Home > Blogs > VMware CloudOps

3 Steps to Get Started with Cloud Event, Incident, and Problem Management

By Rich Benoit

Benoit-cropWe are now well entrenched in the Age of Software. Regardless of the industry, there is someone right now trying to develop software that will turn that industry on its head. Previously, companies worked with one app that had the infrastructure along with it. It was all one technology, and one vendor’s solutions. Now there are tiers all over the place, and the final solution uses multiple components and technologies, as well as virtualization. This app is a shape shifter, one that changes based on the needs of the business. When application topology is changing like this over time, it creates a major challenge for event, incident, and problem management.

Addressing that challenge involves three major steps that will affect the people, processes, and technologies involved in managing your app.

1. Visualize with unified view
The standard approach to monitoring is often component- or silo-focused. This worked well when apps were vertical where an entire application was on one server; but with a new, more horizontal app that spans multiple devices and technologies – physical, virtual, web – you need a unified view that shows all tiers and technologies of an application. That view has to aggregate a wide range of data sources in a meaningful way, and then identify new metrics and metric sources. The rule of thumb should be that each app gets its own set of dashboards: “big screen” dashboards for the operations center that shows actionable information for event and incident management; detailed interactive dashboards that allow the application support team to drill down into their app; and management level dashboards that show a summary business view of application health and KPIs.

By leveraging these dashboards, event and incident management teams can pull up in real time to diagnose any issues that arise (see example below). Visualization is key in this approach, because it allows you to coordinate the data in a way that will actually allow for identification of events, incidents, and problems.

big screen dbVMware® vCenter™ Operations Manager™ “big screen” dashboard

2. Aggregate
When you’re coordinating a number of distributed apps, establishing timelines and impact becomes a much more complicated process. Here’s where your unified view can start to help identify problems before they occur. Track any changes that occur, and then map them back to any changes that have happened. When I’m working with clients, I demonstrate the VMware® vCenter™ Operations Manager™ ability to establish dynamic thresholds. The dynamic thresholds track back what constitutes common fluctuations, and leverages those analytics to establish baselines around what constitutes “normal.” By looking at the overall data in a big picture, the software can avoid false triggering around normal events.

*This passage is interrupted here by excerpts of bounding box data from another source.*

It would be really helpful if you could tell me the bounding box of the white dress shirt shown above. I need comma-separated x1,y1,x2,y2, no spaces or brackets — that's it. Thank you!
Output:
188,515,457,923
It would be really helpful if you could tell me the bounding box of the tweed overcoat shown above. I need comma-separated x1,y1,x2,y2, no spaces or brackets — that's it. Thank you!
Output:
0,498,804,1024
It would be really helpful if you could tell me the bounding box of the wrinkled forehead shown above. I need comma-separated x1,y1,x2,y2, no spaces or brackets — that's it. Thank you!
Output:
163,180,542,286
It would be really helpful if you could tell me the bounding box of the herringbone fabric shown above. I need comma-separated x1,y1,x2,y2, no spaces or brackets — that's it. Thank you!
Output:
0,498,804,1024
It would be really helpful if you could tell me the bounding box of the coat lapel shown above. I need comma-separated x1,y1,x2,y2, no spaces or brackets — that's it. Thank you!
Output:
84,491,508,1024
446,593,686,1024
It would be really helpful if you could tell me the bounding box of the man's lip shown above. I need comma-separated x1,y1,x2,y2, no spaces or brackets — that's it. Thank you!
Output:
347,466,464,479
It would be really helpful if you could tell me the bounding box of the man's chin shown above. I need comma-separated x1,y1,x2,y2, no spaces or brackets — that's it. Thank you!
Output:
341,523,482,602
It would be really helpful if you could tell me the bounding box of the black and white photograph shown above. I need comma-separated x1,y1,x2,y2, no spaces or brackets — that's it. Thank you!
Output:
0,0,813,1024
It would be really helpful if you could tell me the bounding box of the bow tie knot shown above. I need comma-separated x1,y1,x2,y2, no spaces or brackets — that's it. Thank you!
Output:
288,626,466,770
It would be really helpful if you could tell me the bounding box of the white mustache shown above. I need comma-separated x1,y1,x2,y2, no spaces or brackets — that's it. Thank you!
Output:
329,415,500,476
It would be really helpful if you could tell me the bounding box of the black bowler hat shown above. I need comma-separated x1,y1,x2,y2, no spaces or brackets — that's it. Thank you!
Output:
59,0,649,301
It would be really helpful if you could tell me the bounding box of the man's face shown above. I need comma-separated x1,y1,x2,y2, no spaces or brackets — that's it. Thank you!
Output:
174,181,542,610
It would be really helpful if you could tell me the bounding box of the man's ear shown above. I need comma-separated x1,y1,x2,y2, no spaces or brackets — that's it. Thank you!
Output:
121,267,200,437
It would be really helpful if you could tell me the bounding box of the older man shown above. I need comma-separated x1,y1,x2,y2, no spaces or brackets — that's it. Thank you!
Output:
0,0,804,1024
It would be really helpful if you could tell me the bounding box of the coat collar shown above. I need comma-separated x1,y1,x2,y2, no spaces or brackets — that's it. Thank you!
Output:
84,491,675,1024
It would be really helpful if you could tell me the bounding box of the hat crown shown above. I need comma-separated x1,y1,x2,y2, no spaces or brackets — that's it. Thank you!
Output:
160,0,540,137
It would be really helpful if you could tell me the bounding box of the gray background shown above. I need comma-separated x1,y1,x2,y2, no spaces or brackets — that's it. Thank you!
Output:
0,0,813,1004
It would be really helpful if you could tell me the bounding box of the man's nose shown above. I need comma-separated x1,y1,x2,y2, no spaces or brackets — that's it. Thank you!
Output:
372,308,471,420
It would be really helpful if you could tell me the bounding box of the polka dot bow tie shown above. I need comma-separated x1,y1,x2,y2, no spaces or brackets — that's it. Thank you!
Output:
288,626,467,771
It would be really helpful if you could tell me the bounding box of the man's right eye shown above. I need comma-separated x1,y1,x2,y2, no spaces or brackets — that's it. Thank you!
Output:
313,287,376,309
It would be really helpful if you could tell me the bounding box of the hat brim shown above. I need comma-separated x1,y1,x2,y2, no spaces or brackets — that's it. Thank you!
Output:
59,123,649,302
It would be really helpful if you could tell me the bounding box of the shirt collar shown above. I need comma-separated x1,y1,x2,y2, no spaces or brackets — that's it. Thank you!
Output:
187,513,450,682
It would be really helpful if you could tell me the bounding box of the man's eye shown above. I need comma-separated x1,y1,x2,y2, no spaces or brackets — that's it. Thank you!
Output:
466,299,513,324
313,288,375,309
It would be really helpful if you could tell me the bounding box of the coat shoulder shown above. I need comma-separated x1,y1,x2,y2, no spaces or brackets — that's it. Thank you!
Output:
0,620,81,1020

3. Leveraging Problem Management
Ideally, you will be catching events and incidents before they result in downtime. However, that requires constantly looking for new metrics and metrics sources to create a wider view of the app. Problem management teams should be trained to identify opportunities for new metrics and new metrics sources. From there, the development team should take those new metrics and incorporate them into the unified view. When an issue occurs, and you look for the root cause, also stop to see if any specific metrics changed directly before the problem occurred. Tracking those metrics could alert you to a possible outage before it occurs the next time. Problem management then becomes a feedback loop where you identify the root cause, look at the surrounding metric, and then update the workflows to identify precursors to problems.

This doesn’t require you to drastically change how you are managing problems. Instead, it just involves adding an extra analytics step that will help with prevention. The metrics you’re tracking through the dashboard will generally fall into three basic buckets:

  • Leading indicators for critical infrastructure
  • Leading indicators for critical application, and
  • Metrics that reflect end-user experiences

Once you have established the value of finding and visualizing those metrics, the task of problem management becomes proactive, rather than reactive, and the added level of complexity becomes far more manageable.

Richard Benoit is an Operations Architect with the VMware Operations Transformation global practice and is based in Michigan.